1. PhotoDNA runs on every upload. It's only used to identify known child pornography that has already been reported, to make sure it can't be re-uploaded.
2. Automated flesh tone detection only runs when a photo is shared. (This is a change in policy; it used to run on upload.) There are heuristics that try to measure whether it's personal sharing or broad sharing, and we're continually improving those. The goal is to make flesh tone detection only run during broad sharing.

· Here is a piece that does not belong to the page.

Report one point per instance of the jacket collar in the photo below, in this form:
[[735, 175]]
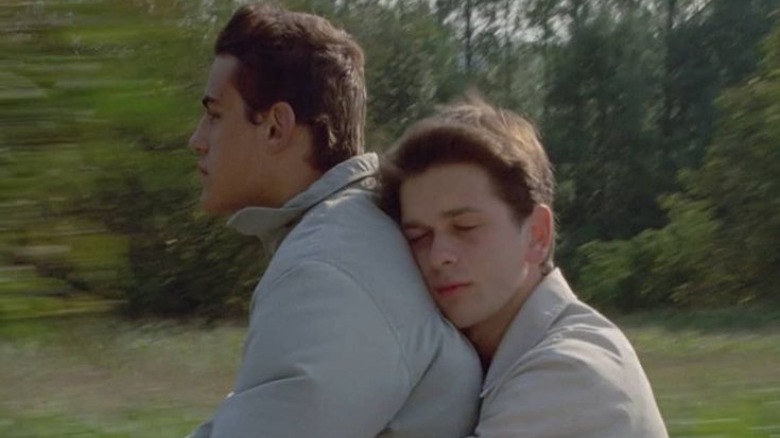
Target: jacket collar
[[529, 326], [271, 225]]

3. If the broad sharing criteria is met and automated flesh tone detection triggers a positive result, that is the only case in which an item is anonymously sent to manual review. It's some highly controlled clean-room environment where a dedicated team tries to determine whether the content is a legal risk or not. Clear cases of shared child exploitation porn are reported. (A parent's "baby in bathtub" type of photos are not the target here.) In most cases, it's adult pornography or family photos. In those cases, the folder is marked as porn and simply can't be shared again. (There's a user-visible message on the web UI.) It's not deleted, and it continues to be fully accessible to the owner across all machines.

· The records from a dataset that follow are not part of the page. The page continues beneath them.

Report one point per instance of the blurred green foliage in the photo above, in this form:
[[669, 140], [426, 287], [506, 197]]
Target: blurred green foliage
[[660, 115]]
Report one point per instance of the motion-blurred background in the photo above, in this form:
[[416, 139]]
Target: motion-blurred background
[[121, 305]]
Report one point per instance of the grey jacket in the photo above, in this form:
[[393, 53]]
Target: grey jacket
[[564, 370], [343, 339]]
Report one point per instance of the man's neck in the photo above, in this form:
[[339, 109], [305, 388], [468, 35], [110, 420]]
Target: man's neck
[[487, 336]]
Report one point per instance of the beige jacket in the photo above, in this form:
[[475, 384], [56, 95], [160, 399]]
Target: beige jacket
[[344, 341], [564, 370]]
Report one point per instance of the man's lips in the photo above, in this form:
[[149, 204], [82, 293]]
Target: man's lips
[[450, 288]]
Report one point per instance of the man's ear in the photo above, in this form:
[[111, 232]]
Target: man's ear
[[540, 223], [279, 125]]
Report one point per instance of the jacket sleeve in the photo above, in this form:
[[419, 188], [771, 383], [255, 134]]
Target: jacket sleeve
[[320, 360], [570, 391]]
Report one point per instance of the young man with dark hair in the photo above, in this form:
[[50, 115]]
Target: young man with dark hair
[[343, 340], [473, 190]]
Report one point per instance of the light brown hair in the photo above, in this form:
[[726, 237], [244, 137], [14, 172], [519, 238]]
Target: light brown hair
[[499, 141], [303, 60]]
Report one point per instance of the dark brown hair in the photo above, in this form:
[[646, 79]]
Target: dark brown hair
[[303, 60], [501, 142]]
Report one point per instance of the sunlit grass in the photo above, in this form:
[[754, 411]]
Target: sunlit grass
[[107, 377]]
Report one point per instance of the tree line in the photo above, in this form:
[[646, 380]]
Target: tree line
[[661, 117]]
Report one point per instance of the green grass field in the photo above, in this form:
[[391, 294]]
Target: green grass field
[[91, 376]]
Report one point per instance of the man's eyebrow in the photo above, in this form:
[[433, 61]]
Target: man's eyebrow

The scanning policy used to be more aggressive and didn't exclude content that was unshared or only shared to a small set of people. None of us liked that policy to begin with, and then some high-profile false positives helped force the policy to be revised.

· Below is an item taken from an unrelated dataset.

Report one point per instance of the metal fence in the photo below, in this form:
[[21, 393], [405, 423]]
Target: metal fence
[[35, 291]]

I keep reading that OneDrive lets users upload adult porn either through here, or reddit AMAs, etc.
However, the terms that are linked to me at the bottom of OneDrive.com specifically tell me that uploading porn is not allowed and presumably (haven;t double checked) tell me that if I do my MSA will be deactivated.
It's nice to have you and co. tell me that you allow porn, but the fact that the terms I legally agree to contradict what you say sort of puts me in an uncomfortable position.
Have you thought about changing the terms of use to accurately reflect your policies?
1. PhotoDNA runs on every upload. It's only used to identify known child pornography that has already been reported, to make sure it can't be re-uploaded.
2. Automated flesh tone detection only runs when a photo is shared. (This is a change in policy; it used to run on upload.) There are heuristics that try to measure whether it's personal sharing or broad sharing, and we're continually improving those. The goal is to make flesh tone detection only run during broad sharing.
3. If the broad sharing criteria is met and automated flesh tone detection triggers a positive result, that is the only case in which an item is anonymously sent to manual review. It's some highly controlled clean-room environment where a dedicated team tries to determine whether the content is a legal risk or not. Clear cases of shared child exploitation porn are reported. (A parent's "baby in bathtub" type of photos are not the target here.) In most cases, it's adult pornography or family photos. In those cases, the folder is marked as porn and simply can't be shared again. (There's a user-visible message on the web UI.) It's not deleted, and it continues to be fully accessible to the owner across all machines.
The scanning policy used to be more aggressive and didn't exclude content that was unshared or only shared to a small set of people. None of us liked that policy to begin with, and then some high-profile false positives helped force the policy to be revised.